The chapter on the anthropological studies of motherhood was also fascinating, which refutes the idea that mothers are to raise their children alone. Human women are also among the only female species that outlive their fertility, perhaps because grandmothers were so instrumental in raising children. Anthropologists also tend to devalue motherhood as an intellectual pursuit. Children are "curious, energetic, but still dependent" making motherhood "difficult and demanding." Mothers throughout history have been responsible for teaching the next generation.

Anthropology has been sexist in other arenas too, with anthropologists focusing on the hunting aspect of hunter-gatherer societies. But gathering provided the majority of food for hunter-gatherer societies, in some cases, up to two-thirds of the food. So not only do women cook the food, set up the shelters, and have the children, they provide a majority of the food. Women even went on the hunts in some hunter-gatherer societies. "In none of the societies that have been studied do men bring home all the food. At worst, they bring in far less than half."

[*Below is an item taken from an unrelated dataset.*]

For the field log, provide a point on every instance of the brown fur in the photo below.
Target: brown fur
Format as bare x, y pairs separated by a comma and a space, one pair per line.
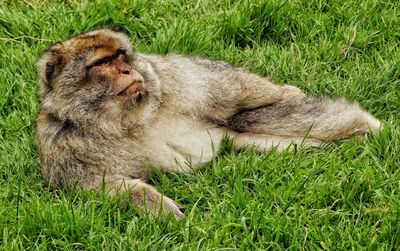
92, 130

While women are producing most of the food, men spend a lot of energy attempting to keep women chaste. "She asked whether scientists had approached the question of women's sexuality entirely the wrong way. Could it be that women and their evolutionary ancestors weren't naturally passive and monogamous...? Might it instead be the case that for thousands of years women had been compelled by men to behave more modestly?....From the smallest laws to the most sweeping religious doctrines...cultures everywhere had tried to burn away every last scrap of female sexual freedom. This subjugation was the root of the moral double standard, the punishments, and the violent brutality that women continue to live with today."

This violence is possible due to the patriarchal nature of most societies. Women, in patriarchal societies, leave their families and comfort zones to join the family of her husband, thereby isolating her from her support system. "The common thread that unites species in which females are particularly vulnerable to male violence is females being alone."